Diwoméde woke from a dream, gasping and bathed in sweat, his heart pounding. He sat up abruptly, raising his arms to ward off blows, and gave a small cry as pain stabbed his knotted shoulder. There had been arrows falling all around him, fires that consumed men and wooden longboats. He had been sinking in the murky waters of Mízriya’s great river, unable to breathe…but no, no one was touching him. Only the quiet sounds of wood creaking above and beside him and the gentle splash of the waves broke the silence. It was dark and he could see nothing. Dropping his painful arm, he rubbed his shoulder with his good hand, blinking away the terror that had gripped him in sleep. That river battle was only a memory and a dream, he told himself. Then he remembered.

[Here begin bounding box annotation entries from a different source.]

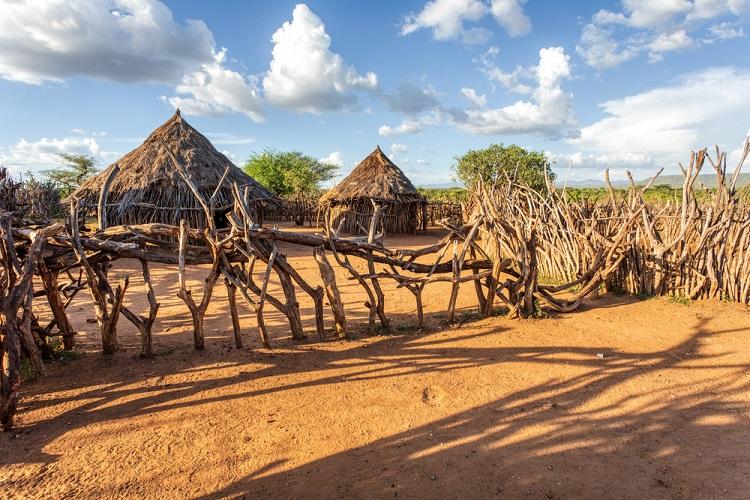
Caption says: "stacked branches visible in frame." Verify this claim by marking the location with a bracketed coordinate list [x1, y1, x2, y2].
[0, 145, 750, 427]
[319, 147, 427, 234]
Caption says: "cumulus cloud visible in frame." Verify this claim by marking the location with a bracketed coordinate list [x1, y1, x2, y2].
[0, 0, 214, 84]
[491, 0, 531, 38]
[378, 119, 424, 137]
[263, 4, 378, 113]
[320, 151, 344, 168]
[391, 143, 409, 154]
[477, 46, 536, 94]
[206, 132, 256, 146]
[0, 137, 106, 172]
[165, 49, 263, 122]
[648, 30, 693, 62]
[378, 108, 445, 137]
[451, 47, 578, 139]
[383, 82, 440, 115]
[401, 0, 531, 44]
[401, 0, 490, 43]
[461, 88, 487, 108]
[0, 0, 262, 121]
[703, 21, 745, 43]
[576, 0, 750, 69]
[569, 67, 750, 172]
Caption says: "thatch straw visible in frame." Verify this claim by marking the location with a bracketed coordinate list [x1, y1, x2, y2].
[71, 110, 279, 227]
[320, 146, 425, 204]
[320, 146, 427, 233]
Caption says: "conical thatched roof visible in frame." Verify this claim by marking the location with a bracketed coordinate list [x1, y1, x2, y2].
[320, 146, 425, 203]
[72, 110, 278, 223]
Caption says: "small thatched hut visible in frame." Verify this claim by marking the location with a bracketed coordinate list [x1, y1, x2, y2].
[320, 146, 427, 234]
[71, 110, 279, 228]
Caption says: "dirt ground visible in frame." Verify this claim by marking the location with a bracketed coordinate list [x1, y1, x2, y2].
[0, 232, 750, 499]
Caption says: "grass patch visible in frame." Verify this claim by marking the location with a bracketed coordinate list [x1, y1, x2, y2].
[47, 337, 84, 363]
[667, 295, 692, 306]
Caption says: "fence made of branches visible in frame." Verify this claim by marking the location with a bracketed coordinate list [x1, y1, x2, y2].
[265, 198, 319, 227]
[0, 145, 750, 428]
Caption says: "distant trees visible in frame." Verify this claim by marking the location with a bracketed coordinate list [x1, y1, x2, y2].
[453, 144, 555, 191]
[42, 153, 99, 198]
[244, 149, 338, 199]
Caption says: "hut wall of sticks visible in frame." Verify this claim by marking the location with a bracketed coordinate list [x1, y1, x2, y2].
[319, 146, 427, 234]
[70, 110, 279, 228]
[0, 143, 750, 429]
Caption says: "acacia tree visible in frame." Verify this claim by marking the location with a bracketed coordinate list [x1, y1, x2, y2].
[42, 153, 99, 197]
[453, 144, 555, 191]
[245, 149, 338, 199]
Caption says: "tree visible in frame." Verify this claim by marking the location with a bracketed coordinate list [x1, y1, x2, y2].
[42, 153, 99, 197]
[453, 144, 555, 191]
[245, 149, 338, 198]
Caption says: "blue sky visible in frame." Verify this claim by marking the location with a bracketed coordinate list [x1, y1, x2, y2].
[0, 0, 750, 185]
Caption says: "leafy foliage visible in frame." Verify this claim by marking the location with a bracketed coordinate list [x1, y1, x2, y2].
[244, 149, 338, 198]
[453, 144, 554, 191]
[42, 153, 99, 197]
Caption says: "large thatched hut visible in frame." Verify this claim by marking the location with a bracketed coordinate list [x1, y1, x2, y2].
[320, 146, 427, 234]
[71, 110, 279, 228]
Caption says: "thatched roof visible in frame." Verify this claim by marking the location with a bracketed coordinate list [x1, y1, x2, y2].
[72, 110, 278, 220]
[320, 146, 425, 204]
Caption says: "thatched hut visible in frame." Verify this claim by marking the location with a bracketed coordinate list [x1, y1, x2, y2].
[320, 146, 427, 234]
[71, 110, 279, 228]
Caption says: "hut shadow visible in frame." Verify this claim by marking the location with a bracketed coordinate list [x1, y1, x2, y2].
[0, 320, 750, 497]
[0, 320, 750, 498]
[202, 322, 750, 498]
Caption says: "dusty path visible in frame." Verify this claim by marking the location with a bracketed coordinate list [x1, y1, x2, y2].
[0, 229, 750, 498]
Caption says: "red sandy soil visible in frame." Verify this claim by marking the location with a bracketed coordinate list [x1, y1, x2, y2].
[0, 229, 750, 498]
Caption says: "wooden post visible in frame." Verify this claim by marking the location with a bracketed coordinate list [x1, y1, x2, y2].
[224, 278, 242, 349]
[39, 259, 75, 351]
[313, 246, 349, 338]
[97, 163, 120, 231]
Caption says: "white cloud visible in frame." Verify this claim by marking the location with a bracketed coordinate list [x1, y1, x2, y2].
[576, 23, 641, 69]
[378, 119, 424, 137]
[401, 0, 489, 43]
[476, 47, 536, 94]
[0, 137, 104, 172]
[576, 0, 750, 69]
[378, 112, 444, 137]
[320, 151, 344, 168]
[401, 0, 531, 44]
[263, 4, 378, 113]
[461, 88, 487, 108]
[391, 143, 409, 154]
[648, 30, 693, 62]
[491, 0, 531, 38]
[0, 0, 263, 121]
[166, 49, 263, 122]
[383, 82, 440, 115]
[221, 149, 243, 166]
[0, 0, 214, 84]
[703, 21, 745, 43]
[569, 67, 750, 172]
[206, 132, 256, 146]
[451, 47, 578, 139]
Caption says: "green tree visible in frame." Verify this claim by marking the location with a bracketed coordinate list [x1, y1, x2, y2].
[245, 149, 338, 198]
[453, 144, 555, 191]
[42, 153, 99, 197]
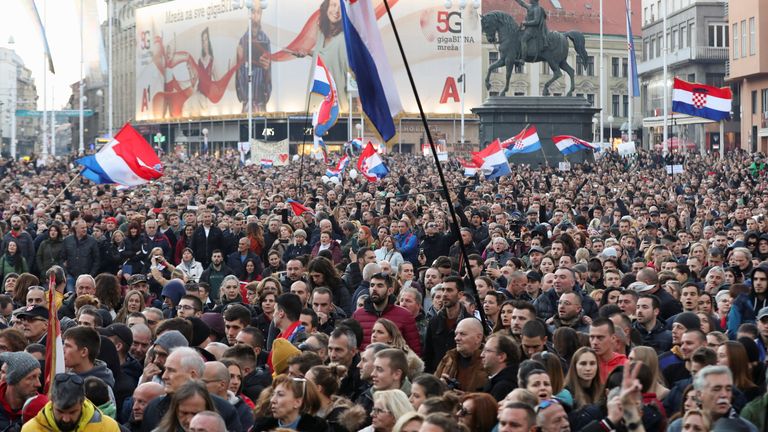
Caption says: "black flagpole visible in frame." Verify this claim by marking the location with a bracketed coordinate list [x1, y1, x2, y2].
[384, 0, 489, 335]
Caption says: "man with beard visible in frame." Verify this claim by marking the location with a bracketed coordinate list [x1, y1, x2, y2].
[22, 373, 120, 432]
[139, 330, 189, 384]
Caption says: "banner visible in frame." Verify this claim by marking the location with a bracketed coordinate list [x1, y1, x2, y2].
[135, 0, 476, 121]
[251, 139, 290, 166]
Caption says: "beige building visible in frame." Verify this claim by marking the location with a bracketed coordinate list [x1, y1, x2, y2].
[726, 0, 768, 153]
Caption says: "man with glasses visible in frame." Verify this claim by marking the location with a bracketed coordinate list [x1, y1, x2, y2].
[23, 373, 120, 432]
[176, 294, 203, 319]
[16, 305, 50, 345]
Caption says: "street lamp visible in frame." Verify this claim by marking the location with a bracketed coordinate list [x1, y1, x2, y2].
[445, 0, 480, 147]
[606, 115, 613, 145]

He was in the hull of Ainyáh’s longboat, sailing north across the Great Green Sea, toward the southernmost island of Ak’áiwiya. That seemed to be a reason for hope. But what awaited him on Kep’túr? Perhaps Ak’áyan was too hopeful a description of that place, he told himself, as Kep’túr’s former king had spoken Diwoméde’s language, but had long ago been driven out of his kingdom by commoners speaking another tongue and practicing different customs. They had kinsmen far to the east, in Assúwa, subjects of the now-fallen Náshiyan empire. There was no
wánaks
on the big island any longer, no supreme ruler commanding all the petty
qasiléyus
. In fact, most of the men who had once called themselves
qasiléyus
were also long gone. They had followed their exiled king to Mízriya and died, either in the great battle, or later, while toiling in the mines. Now the island was controlled by warring outlaws and bandits. Hardly a fortress or country villa remained standing. Each little village was its own tiny country, in these uncertain times. Diwoméde realized that he was not going home, after all. Still, there would be no great army waiting in ambush there, as there had been in Mízriya, four years before. The shores of Ak’áiwiya’s southern peninsula would be just over the horizon, too. Fear stirred in his heart, fear of hope.
He pushed thoughts of the future out of his mind, returning to the present. How long had he been asleep? Perhaps it was only later in the same day when they had set out. But he felt sluggish and heavy. He might have slept through the whole of the following day and into the next night. His bones ached and hunger made him lightheaded. He lay down again, squirming with discomfort on a lumpy bed of grain sacks. Between the coarsely woven bags, some of the brush that cushioned the hull poked its way upward, stiff and dry. Something sharp tore at the skin over his ribs and he raised up to turn the twig away. His fingers found a small mound of hard kernels alongside the wood. One of the sacks must have torn or come open. He filled his mouth with the dry grain, knowing that it must be infested with insects and the dung of vermin. But he was too hungry to care. Lying down once more, he chewed the hard kernels until his jaws ached. The barley inflamed his thirst as it expanded, absorbing every bit of moisture in his mouth. The sound of water lapping against the side of the ship only made it worse. The water was so near he could almost taste it. But he could not touch it.
Diwoméde forced himself to think of other things. Memories of Ak’áiwiya’s many kingdoms flooded his mind, thoughts of the kings and
qasiléyus
who had once sailed to Tróya to rescue an Ak’áyan queen from captivity. What an army that had been! He thought of the warriors with whom he had once marched across the Tróyan plain, northerners in their feathered crowns,
P’ilístas
who were as much barbarians as they were Ak’áyans. There had been larger contingents from the wealthier southern lands, too. Old king Néstor had come for his last, great campaign, leading his Mesheníyans. Lakedaimóniyans beside king Meneláwo had pressed onward, no matter what disasters befell them, impatient to avenge their queen. Diwoméde’s own
wánaks
, Agamémnon, the mightiest and wealthiest of the Ak’áyan rulers, had been elected to lead them all.